Why is e=1 for perfectly elastic collision?

How did they arrive with that? Any derivations? Thanks.

-Artee Libunao

2. Feb 25, 2010

### Fightfish

The coefficient of restitution is defined as
$$C_{R} = \frac{v_{2} - v_{1}}{u_{1} - u_{2}}$$

For elastic collisions, it can shown from conservation of kinetic energy and conservation of momentum that relative speed of approach = relative speed of separation for the two objects colliding.
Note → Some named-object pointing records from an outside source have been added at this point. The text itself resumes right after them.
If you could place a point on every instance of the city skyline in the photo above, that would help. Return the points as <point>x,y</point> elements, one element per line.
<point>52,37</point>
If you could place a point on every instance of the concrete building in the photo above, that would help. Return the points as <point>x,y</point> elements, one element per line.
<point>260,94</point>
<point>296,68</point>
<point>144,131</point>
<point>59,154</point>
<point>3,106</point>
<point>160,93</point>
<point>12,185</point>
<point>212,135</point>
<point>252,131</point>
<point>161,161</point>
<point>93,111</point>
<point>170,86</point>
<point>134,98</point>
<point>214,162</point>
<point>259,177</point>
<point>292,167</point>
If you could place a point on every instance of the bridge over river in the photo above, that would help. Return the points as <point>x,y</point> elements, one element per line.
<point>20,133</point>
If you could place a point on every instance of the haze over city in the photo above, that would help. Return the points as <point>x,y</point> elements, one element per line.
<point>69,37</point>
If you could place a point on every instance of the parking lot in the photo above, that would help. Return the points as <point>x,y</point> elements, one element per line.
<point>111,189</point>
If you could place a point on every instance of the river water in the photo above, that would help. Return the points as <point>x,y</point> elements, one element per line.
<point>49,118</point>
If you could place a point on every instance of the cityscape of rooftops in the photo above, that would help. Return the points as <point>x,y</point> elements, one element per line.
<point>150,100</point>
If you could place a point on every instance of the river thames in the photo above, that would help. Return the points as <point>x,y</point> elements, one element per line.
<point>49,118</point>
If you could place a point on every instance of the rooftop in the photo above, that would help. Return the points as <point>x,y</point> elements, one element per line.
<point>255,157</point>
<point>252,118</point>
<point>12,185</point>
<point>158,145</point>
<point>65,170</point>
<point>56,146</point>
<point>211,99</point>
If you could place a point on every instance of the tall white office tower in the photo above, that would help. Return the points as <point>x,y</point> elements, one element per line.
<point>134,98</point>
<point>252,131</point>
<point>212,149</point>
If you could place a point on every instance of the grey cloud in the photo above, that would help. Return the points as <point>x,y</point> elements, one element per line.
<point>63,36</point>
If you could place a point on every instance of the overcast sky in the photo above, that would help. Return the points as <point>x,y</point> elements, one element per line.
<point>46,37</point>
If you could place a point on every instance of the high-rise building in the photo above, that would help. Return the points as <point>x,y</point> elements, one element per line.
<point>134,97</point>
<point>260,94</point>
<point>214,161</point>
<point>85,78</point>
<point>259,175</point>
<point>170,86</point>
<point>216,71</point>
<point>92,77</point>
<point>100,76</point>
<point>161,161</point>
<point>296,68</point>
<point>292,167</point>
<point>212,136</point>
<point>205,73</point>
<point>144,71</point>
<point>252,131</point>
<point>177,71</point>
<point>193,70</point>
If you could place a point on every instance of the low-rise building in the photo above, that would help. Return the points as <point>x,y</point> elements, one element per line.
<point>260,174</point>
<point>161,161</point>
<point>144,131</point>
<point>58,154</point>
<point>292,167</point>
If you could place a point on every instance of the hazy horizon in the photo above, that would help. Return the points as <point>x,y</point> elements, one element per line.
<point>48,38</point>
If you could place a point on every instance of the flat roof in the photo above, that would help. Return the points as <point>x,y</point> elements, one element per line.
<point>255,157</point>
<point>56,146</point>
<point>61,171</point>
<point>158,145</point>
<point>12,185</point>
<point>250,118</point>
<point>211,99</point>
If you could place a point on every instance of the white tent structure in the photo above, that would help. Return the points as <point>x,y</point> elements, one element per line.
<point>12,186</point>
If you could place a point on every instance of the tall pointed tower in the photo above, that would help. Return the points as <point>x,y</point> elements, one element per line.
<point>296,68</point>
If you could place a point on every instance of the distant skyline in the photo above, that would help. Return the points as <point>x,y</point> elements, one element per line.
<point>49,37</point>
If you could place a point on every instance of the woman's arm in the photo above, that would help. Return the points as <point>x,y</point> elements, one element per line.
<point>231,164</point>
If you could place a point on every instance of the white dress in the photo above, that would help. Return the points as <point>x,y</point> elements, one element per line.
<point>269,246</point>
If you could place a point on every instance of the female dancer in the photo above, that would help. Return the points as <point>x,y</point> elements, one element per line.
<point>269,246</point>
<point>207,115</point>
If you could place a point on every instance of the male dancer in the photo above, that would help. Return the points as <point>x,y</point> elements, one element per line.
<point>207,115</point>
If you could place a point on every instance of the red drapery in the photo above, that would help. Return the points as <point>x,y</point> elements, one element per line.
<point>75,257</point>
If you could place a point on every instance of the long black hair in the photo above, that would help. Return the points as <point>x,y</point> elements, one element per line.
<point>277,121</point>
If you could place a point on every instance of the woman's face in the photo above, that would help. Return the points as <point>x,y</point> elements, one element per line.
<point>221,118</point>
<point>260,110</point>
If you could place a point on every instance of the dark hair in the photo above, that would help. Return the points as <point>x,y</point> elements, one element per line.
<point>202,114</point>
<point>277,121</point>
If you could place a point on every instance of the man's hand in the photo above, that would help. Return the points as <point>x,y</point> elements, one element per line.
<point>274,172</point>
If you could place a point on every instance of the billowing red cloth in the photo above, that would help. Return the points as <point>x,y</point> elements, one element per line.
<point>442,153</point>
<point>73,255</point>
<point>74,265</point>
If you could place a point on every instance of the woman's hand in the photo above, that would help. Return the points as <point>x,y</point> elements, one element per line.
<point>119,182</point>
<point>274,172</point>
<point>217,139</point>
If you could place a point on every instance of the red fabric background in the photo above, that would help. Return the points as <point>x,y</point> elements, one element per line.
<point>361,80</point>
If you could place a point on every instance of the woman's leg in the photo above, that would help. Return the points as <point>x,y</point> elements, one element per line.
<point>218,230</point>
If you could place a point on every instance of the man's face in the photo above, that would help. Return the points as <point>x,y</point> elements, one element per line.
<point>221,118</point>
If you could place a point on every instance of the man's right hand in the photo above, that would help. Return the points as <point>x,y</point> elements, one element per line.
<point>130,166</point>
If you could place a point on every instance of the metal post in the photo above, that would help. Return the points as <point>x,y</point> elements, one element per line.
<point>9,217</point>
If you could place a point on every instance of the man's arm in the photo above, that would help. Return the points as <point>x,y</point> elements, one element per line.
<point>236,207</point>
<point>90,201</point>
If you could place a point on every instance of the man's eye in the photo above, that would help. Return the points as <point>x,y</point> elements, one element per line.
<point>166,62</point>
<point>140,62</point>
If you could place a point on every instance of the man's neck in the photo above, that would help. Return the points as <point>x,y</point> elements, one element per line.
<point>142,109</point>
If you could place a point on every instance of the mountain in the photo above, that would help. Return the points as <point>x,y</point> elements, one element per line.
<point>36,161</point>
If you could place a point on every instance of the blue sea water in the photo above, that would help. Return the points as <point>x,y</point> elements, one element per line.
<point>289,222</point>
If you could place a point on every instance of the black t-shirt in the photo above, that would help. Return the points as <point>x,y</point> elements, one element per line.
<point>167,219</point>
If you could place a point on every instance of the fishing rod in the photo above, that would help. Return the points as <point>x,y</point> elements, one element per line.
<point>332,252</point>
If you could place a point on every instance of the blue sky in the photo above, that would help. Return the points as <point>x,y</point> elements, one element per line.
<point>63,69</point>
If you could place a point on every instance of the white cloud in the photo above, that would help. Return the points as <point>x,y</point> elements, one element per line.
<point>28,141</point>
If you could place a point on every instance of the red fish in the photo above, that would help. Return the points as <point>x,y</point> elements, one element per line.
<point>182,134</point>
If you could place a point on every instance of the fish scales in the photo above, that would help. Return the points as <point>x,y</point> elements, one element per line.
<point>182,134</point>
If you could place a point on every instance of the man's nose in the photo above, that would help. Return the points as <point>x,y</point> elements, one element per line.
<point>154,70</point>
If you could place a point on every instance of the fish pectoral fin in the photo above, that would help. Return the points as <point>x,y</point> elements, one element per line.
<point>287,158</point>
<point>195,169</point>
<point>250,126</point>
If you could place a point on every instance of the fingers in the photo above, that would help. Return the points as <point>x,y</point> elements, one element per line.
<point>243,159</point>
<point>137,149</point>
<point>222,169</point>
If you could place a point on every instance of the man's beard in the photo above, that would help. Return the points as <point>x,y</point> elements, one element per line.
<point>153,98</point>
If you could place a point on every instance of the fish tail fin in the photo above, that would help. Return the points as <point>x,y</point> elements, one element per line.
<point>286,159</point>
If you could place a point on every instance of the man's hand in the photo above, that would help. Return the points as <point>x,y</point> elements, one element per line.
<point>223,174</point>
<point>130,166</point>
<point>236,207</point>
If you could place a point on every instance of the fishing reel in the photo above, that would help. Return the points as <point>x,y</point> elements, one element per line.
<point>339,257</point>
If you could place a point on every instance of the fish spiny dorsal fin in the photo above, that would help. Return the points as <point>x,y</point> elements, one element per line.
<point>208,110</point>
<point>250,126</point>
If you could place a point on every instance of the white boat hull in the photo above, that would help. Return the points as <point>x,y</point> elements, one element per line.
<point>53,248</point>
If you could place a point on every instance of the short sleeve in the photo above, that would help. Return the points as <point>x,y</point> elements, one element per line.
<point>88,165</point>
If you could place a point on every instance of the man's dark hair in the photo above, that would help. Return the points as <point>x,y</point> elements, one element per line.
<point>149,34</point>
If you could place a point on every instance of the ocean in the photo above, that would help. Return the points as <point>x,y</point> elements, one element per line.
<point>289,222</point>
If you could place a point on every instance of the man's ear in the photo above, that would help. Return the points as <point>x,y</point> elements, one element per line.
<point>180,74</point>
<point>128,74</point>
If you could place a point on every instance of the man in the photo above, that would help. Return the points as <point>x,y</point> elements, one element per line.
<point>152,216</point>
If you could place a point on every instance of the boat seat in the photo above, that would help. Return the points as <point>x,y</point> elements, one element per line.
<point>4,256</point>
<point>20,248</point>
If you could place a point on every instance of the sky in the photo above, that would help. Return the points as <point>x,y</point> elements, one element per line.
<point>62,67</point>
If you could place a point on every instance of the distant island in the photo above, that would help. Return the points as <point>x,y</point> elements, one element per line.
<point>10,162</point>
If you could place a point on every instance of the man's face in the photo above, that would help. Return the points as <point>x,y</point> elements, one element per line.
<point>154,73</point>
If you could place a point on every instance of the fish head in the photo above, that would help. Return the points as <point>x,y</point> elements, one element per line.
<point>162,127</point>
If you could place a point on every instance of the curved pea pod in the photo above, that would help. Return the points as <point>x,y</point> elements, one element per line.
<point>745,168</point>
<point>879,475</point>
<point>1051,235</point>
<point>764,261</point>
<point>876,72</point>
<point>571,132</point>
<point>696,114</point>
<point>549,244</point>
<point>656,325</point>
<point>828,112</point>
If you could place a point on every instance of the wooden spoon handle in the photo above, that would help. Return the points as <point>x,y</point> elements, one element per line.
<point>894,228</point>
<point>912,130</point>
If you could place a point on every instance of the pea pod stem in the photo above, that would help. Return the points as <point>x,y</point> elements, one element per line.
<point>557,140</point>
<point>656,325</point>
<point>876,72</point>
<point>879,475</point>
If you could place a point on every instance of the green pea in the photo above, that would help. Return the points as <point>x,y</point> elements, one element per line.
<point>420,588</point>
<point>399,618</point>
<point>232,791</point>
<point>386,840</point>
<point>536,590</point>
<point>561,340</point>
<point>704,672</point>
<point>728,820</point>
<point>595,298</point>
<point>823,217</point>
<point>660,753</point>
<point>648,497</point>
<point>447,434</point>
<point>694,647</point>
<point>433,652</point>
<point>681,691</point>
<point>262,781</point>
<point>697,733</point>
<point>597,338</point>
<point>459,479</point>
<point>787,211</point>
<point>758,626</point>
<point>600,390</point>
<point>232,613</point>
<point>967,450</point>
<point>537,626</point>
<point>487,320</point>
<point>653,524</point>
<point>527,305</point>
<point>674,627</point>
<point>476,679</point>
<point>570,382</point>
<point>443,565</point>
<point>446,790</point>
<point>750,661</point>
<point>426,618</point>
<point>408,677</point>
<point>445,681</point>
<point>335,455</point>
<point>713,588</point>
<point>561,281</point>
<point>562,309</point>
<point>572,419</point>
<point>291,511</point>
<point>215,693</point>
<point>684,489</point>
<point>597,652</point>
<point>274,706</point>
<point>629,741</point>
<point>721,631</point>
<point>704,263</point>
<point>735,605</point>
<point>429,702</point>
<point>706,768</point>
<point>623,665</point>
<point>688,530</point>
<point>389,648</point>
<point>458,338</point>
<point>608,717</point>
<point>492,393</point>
Hence $$v_{2} - v_{1} = u_{1} - u_{2}$$

3. Feb 25, 2010

### Saw

If you think of the two colliding objects as a system, you realize that, in the absence of external forces (and the force arising in a collision is an internal one of the system), the system cannot accelerate: in any frame, the velocity of the center of mass must remain constant.

$$v_{CM} = \frac{{V_o M}} {{m + M}} + \frac{{v_o m}} {{m + M}} = \frac{{V_f M}} {{m + M}} + \frac{{v_f m}} {{m + M}}$$

Another expression of the same is conservation of momentum:

$$p_o = V_o M + v_o m = V_f M + v_f m = p_f$$

Or Newton's Third Law:

$$\begin{gathered} V_o M + v_o m = V_f M + v_f m_f \hfill \\ v_o m - v_f m_f = V_f M - V_o M \hfill \\ m(v_o - v_f ) = M(V_f - V_o ) \hfill \\ m(v_f - v_o ) = - M(V_f - V_o ) \hfill \\ m\Delta v = - M\Delta V \hfill \\ \end{gathered}$$

and since collision time is the same for both objects:

$$\begin{gathered} m\Delta v/\Delta t = - M\Delta V/\Delta t \hfill \\ ma = - MA \hfill \\ \end{gathered}$$

But all this only tells you how the total effect, the total acceleration, is distributed between the two objects, not its magnitude (the equality would still be true if you multiply both sides by n). To learn this, you must rely on conservation of energy and distinguish different cases depending on the characterstics of the materials involved.

In a perfectly elastic collision (an almost ideal situation), the materials may deform but recover their original size thanks to restoring forces. Another way to say it: KE turns into Potential Energy ad back again into KE. Thus the total KE of the system is conserved:

$$\begin{gathered} V_o ^2 M + v_o ^2 m = V_f ^2 M + v_f ^2 m \hfill \\ V_o ^2 M - V_f ^2 M = v_f ^2 m - v_o ^2 m \hfill \\ M(V_o ^2 - V_f ^2 ) = m(v_f ^2 - v_o ^2 ) \hfill \\ M(V_f ^2 - V_o ^2 ) = - m(v_f ^2 - v_o ^2 ) \hfill \\ M(V_f - V_o )(V_f + V_o ) = - m(v_f - v_o )(v_f + v_o ) \hfill \\ M\Delta V(V_f + V_o ) = - m\Delta v(v_f + v_o ) \hfill \\ \end{gathered}$$

If you look back to conservation of momentum, you realize that the left-hand terms of each side are the same and so you are left with:

$$\begin{gathered} V_f + V_o = v_f + v_o \hfill \\ V_f - v_f = v_o - V_o \hfill \\ V_f - v_f = - (V_o - v_o ) \hfill \\ v_{rel}^{final} = - v_{rel}^{original} \hfill \\ \end{gathered}$$

So in an elastic collision the relative velocity of separation is of the same module as the relative velocity of approach, just a different sign. In other words, the collision has "restituted" both objects to their original velocities, in terms of magnitude, i.e. the coefficient of restitution is 1:

$$v_{rel}^{final} = ev_{rel}^{original} \to CR = e = \frac{{v_{rel}^{final} }} {{v_{rel}^{original} }} = 1$$